Jonathan Baker, a senior civil servant working at Defra on its future farming policy, was drafted in at short notice to appear on a panel at Natural England’s Food and Nature conference in Birmingham on Monday 28 November.
Mr Baker was asked how Defra thinks agri-environment schemes will operate alongside farmers who may wish to sell their carbon credits to private companies.
See also: Trading carbon and natural capital – legal advice for farmers
He said Defra recognised that it needed to lay down some rules about how public funding could work alongside private markets for carbon credits.
Teams were looking at setting out a standard or framework, which could determine whether “stacking” is appropriate or not.
The UK government plans to develop private markets to support investment in natural capital projects and it aims to leverage about £500m of private investment each year by 2027.
Mr Baker said the government aims to increase the level of support from private companies for nature-based approaches to about £1bn/year by 2030.
This would be in addition to the £2.4bn of annual support it provides for agriculture in England.
Defra has confirmed that farmers in England who apply for the Sustainable Farming Incentive (SFI) in 2022 will also be able to enter the same area of land into a private sector agreement such as carbon trading or payments for natural flood management.

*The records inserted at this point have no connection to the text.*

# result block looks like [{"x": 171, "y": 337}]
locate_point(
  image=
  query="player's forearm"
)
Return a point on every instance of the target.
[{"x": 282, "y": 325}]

The department has also just launched 22 pilot projects in the first phase of the Landscape Recovery Fund, which Mr Baker believes may offer a greater case for private sector investment, such as species recovery and improved water, due to the scale and larger, long-term opportunities.
“We all hope the private sector will step in and make this really significant investment,” said Mr Baker. “We are at a point in time where we are going to find out if that’s the case and what we need to do to help make it better.”
The pilot projects will be followed by a phased rollout from 2024.
Reaction
Natural capital and the potential for private sector investment could provide some “real opportunities” for the farming sector, said Roger Draycott, from the Game and Wildlife Conservation Trust.
He added that answers were needed from government on whether farmers could “stack” private sector investment on top of support for public interventions, and what this would mean for the tenanted farming sector.
But Mike Wilkins, a Young Farmer ambassador for the NFU, said the farming industry needed to focus on achieving net zero first and he was concerned it would sell out to the private sector.
“I don’t want to see us having these benefits and then selling them directly to Shell to offset their digging oil out of the ground, or to BP to offset them pumping fumes through aircraft,” he added.